In the case of strong electron-withdrawing substituents at the 4 position (Table 2: entries 4, 6 and 7), the charge on both N-1 and N-2 amino groups is significantly reduced comparatively to 1a, with a relative charge larger for N-2. Again, this is in perfect agreement with the experimental results. In the case of the 4-chloro derivative (Table 2: entry 5) the calculated charges reflect the additional donating mesomeric effect with now the charge on N-1 slightly larger, inducing the observed modest reversed regioselectivity. Finally, for the 3-substituted analogues, the calculated charges were found higher for N-1 in both cases and this combined with the ortho steric effect agrees with the experimental results (Table 2: entries 8 and 9).

5. Conclusion

The present studies bring some complementary experimental and computational insights into our previously reported operationally simple and environmentally friendly molecular sieves-catalyzed three-component synthesis of fused-benzimidazoles.

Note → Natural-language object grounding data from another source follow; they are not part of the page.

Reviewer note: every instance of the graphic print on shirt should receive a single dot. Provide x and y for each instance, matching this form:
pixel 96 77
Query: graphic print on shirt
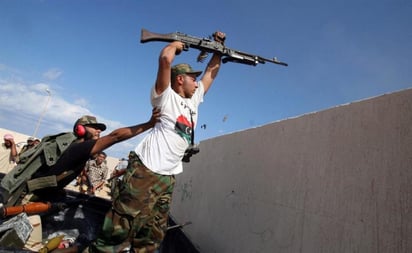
pixel 184 127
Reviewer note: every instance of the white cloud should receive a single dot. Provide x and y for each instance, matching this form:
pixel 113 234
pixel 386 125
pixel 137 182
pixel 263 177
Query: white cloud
pixel 52 74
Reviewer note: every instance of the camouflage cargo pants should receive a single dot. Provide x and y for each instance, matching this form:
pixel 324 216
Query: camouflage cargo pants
pixel 140 210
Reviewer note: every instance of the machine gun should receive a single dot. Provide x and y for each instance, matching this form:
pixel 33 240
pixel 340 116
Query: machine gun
pixel 207 45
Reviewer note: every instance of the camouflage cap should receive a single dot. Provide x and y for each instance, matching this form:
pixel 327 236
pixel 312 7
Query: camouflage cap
pixel 87 120
pixel 184 68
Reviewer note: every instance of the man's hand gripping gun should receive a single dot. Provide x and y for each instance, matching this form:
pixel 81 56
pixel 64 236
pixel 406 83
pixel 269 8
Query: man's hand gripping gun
pixel 208 45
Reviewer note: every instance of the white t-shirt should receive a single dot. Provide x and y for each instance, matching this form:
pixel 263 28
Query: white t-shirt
pixel 163 147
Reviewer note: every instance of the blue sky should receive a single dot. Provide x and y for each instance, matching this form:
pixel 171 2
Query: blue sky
pixel 89 55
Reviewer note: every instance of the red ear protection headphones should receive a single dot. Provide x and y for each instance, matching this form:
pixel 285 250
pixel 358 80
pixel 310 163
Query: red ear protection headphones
pixel 80 131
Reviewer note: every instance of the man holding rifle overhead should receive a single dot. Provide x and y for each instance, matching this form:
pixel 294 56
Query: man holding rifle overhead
pixel 140 212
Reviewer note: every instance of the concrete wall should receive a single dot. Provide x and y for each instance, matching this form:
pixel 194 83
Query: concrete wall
pixel 338 180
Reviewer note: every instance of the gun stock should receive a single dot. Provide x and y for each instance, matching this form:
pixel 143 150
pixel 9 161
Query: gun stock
pixel 31 208
pixel 207 45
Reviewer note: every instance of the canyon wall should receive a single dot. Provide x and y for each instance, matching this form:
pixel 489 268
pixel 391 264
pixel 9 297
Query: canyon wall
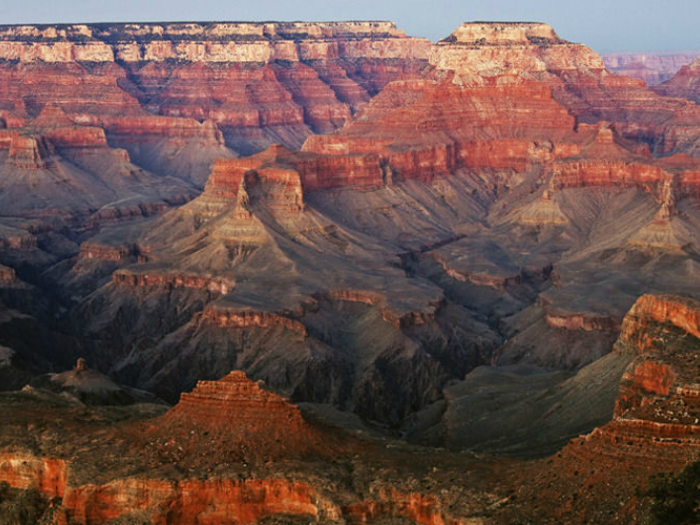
pixel 652 67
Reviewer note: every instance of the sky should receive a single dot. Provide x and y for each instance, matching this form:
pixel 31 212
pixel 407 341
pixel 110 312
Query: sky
pixel 604 25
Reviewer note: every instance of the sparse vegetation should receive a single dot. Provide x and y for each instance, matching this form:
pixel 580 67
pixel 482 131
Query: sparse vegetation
pixel 675 498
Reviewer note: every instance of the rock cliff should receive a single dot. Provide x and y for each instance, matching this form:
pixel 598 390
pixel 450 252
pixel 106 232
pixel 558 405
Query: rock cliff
pixel 652 67
pixel 685 83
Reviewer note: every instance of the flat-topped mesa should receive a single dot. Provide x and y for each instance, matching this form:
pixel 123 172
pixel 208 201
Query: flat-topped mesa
pixel 483 49
pixel 208 42
pixel 237 401
pixel 278 176
pixel 235 416
pixel 498 33
pixel 681 312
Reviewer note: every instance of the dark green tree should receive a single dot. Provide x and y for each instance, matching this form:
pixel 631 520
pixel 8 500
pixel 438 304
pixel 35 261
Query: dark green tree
pixel 675 498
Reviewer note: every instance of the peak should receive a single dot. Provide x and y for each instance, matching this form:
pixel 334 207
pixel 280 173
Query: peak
pixel 503 33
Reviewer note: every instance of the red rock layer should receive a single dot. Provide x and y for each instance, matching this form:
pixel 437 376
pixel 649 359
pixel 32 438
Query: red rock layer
pixel 576 75
pixel 420 129
pixel 214 501
pixel 246 319
pixel 657 410
pixel 684 84
pixel 235 418
pixel 681 312
pixel 653 68
pixel 182 503
pixel 7 275
pixel 91 250
pixel 235 399
pixel 295 171
pixel 292 78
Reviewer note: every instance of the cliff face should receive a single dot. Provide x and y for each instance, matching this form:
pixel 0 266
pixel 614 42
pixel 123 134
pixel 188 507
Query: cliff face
pixel 653 68
pixel 684 84
pixel 657 405
pixel 254 80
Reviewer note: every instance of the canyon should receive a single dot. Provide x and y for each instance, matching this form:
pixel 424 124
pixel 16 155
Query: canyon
pixel 329 272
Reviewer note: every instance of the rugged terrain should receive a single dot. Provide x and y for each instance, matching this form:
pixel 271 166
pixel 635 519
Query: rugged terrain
pixel 652 67
pixel 435 250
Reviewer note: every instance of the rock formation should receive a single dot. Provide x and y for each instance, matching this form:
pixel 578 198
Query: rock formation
pixel 652 67
pixel 685 83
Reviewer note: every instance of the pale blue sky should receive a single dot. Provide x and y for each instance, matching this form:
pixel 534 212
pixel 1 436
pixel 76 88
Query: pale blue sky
pixel 605 25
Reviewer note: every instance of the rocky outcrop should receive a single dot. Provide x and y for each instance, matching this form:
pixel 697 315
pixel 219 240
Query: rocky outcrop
pixel 7 275
pixel 169 281
pixel 684 84
pixel 656 414
pixel 256 81
pixel 24 470
pixel 277 176
pixel 422 129
pixel 212 42
pixel 246 319
pixel 652 67
pixel 216 501
pixel 103 252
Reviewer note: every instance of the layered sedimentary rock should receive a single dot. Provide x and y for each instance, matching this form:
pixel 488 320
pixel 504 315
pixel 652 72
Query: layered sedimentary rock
pixel 576 75
pixel 652 67
pixel 657 406
pixel 685 83
pixel 247 419
pixel 259 82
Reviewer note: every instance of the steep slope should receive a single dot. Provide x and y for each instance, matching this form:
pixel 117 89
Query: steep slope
pixel 249 276
pixel 652 67
pixel 654 428
pixel 208 460
pixel 259 82
pixel 684 84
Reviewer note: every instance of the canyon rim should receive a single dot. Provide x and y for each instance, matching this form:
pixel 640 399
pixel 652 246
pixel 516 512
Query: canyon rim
pixel 294 272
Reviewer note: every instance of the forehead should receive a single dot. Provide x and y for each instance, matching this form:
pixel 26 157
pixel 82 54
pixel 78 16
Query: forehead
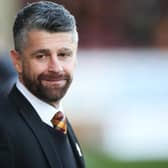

Notably, the role of 4 Å MS in the early steps of the mechanism was investigated rationalizing its effective catalytic properties in the Michael addition. With unsymmetrically substituted o-phenylenediamines, modest to excellent regioselectivities were observed. The regioselectivity can now be predicted based on qualitative steric considerations and the quantitative determination of the electron density of the two nucleophilic amino groups.

Conflicts of interest

The authors declare that they have no competing interests.

Acknowledgments

This work was supported by the Agence Nationale de la Recherche (ANR-07-CP2D-06), providing a post-doctoral grant to DC, and the Centre Régional de Compétences en Modélisation Moléculaire de Marseille (Aix-Marseille Université) for computing facilities. Dr. M. Giorgi (Aix-Marseille Université) is gratefully acknowledged for the X-ray analyses. Region PACA and the CNRS are also gratefully acknowledged for providing a PhD grant to FL-M. Finally, VP thanks CONICET for financial support during her training period in France. This article is dedicated to the memory of Dr. Jean-Pierre Dulcère former inspiring mentor and unforgettable friend.